Rozdział 12

150 7 4
                                    

Jechałam jeszcze przez kilka godzin w końcu zatrzymując się na obrzeżach miasta. Moja głowa była pełna sprzecznych myśli a ja czułam się zagubiona.

-Co ja najlepszego zrobiłam - powiedziałam sama do siebie odchylając głowę do tyłu.

Na moich policzkach pojawiły się łzy. Czułam, że Dom nie zostawi tego tak w spokoju.  Cholerny Jakob Toretto. Poznałam go kilkanaście lat temu kiedy to jeszcze współpracowałam ze stróżami prawa. Kazali mi go złapać i zamknąć lecz nie zrobiłam tego. Był niewinny. Kolejny raz w życiu nie wiedziałam co robić. Nie miałam przy sobie żadnej z swoich rzeczy. Po chwili odpoczynku ruszyłam z powrotem do miasta cały czas myśląc co robić.

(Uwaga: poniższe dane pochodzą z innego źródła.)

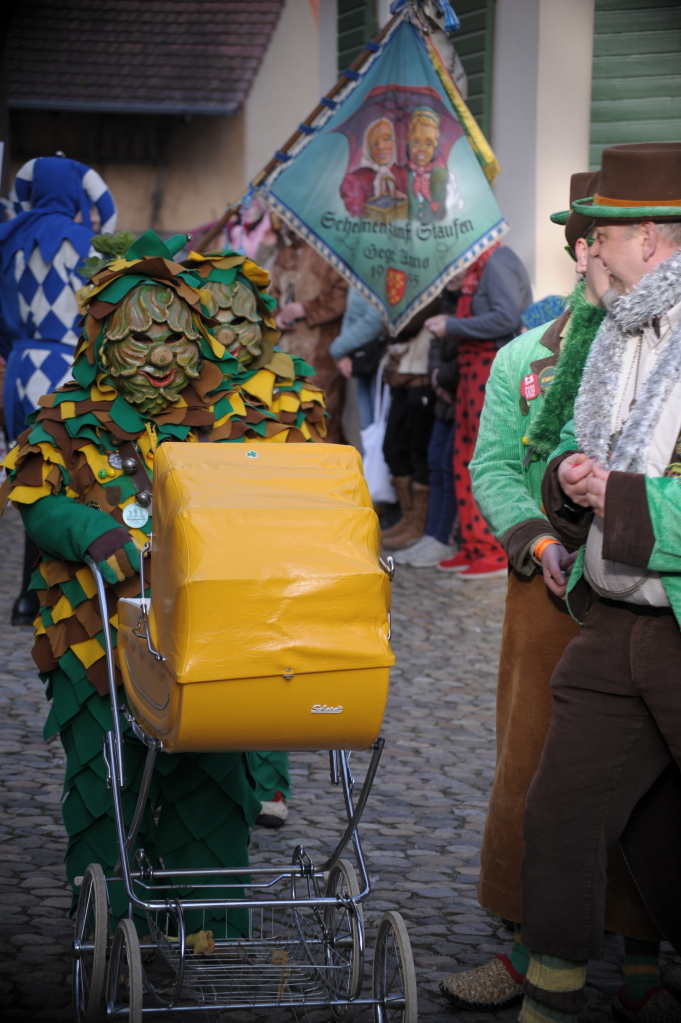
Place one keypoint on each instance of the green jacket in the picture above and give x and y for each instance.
(506, 476)
(644, 514)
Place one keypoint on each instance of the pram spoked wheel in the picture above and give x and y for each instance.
(394, 974)
(345, 929)
(90, 940)
(124, 983)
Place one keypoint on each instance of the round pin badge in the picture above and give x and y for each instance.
(135, 516)
(530, 387)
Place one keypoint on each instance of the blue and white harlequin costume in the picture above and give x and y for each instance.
(40, 250)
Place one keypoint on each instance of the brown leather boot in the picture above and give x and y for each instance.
(402, 486)
(415, 528)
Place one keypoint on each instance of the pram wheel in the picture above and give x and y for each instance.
(90, 938)
(124, 984)
(394, 974)
(345, 950)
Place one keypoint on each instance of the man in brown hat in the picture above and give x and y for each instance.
(516, 436)
(613, 486)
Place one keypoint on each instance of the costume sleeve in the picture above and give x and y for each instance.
(654, 515)
(571, 522)
(498, 482)
(63, 528)
(628, 534)
(503, 287)
(366, 326)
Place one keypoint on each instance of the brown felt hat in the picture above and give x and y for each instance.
(636, 182)
(582, 185)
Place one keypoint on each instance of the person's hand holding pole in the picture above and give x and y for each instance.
(437, 325)
(574, 475)
(553, 557)
(596, 485)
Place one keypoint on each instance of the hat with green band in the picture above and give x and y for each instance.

Muszę jakoś dostać się do domu Dominica i zabrać swoje rzeczy - pomyślałam odpalając samochód i ruszając z piskiem opon. Lecz było to bardzo ryzykowne.

-Co do chuja - mruknęłam kiedy auto zaczęło spowalniać po czym zupełnie stanęło. Uderzyłam rękami w kierownice i próbowałam odpalić jeszcze z kilkanaście razy niestety na marne. Zrezygnowana wysiadłam i zajrzałam pod maskę, od razu odskoczyłam w tył kiedy spora ilość dymu wydobyła się spod niej. Z niezadowoleniem zamknęłam ją trzaskając i na pieszo udałam się w stronę miasta, które było niedaleko. Całą drogę zastanawiałam się co teraz zrobię a co gorsza co zrobi ze mną on. Dominic.
***
Po powrocie do domu od razu udałem się do tymczasowego pokoju Mar...Agat...Mary...Agathy. Kurwa mać - opadłem na łóżko rozmyślając. Nie mogłem uwierzyć, że tak z pozoru niewinna kobieta może wykręcić mi taki numer. Zastanawiałem się dlaczego mnie kłamała, dlaczego nie była szczera od początku wtedy kiedy ją o to prosiłem. Rozumiecie? Prosiłem. Ja ją kurwa prosiłem. Podniosłem się z łóżka i znów poczułem wściekłość. Pośpiesznie zszedłem na dół i odpaliłem laptopa Brian'a, zawsze trzymał go w salonie i na moje szczęście nie miał hasła.
Kilka minut później wiedziałem kim jest niejaka Pani Anderson, ile ma lat i skąd pochodzi. Lecz dla mnie to było zdecydowanie za mało. Muszę ją odszukać. Jeżeli myśli, że zdoła mi
uciec nie ma pojęcia jak bardzo się myli. Może i jest dobra ale ja jestem lepszy.
***
Nie mam pojęcia ile szłam przed siebie ale na dworze robiło się już jasno. Do domu Pana Toretto nie zostało dużo a ja przez całą trasę zastanawiałam się jak to rozegram. Pewnie zabrał już wszystkie moje rzeczy. Cholera. Usiadłam zmęczona na przystanku i zanurzyłam ręce w dłonie. Ciekawe czy Mia i Brian już wiedzą - westchnęłam głośno po chwili czując łzy na policzkach, łzy bezsilności. Po co go kłamałam, po cholerę to ciągnęłam. Kurwa mać.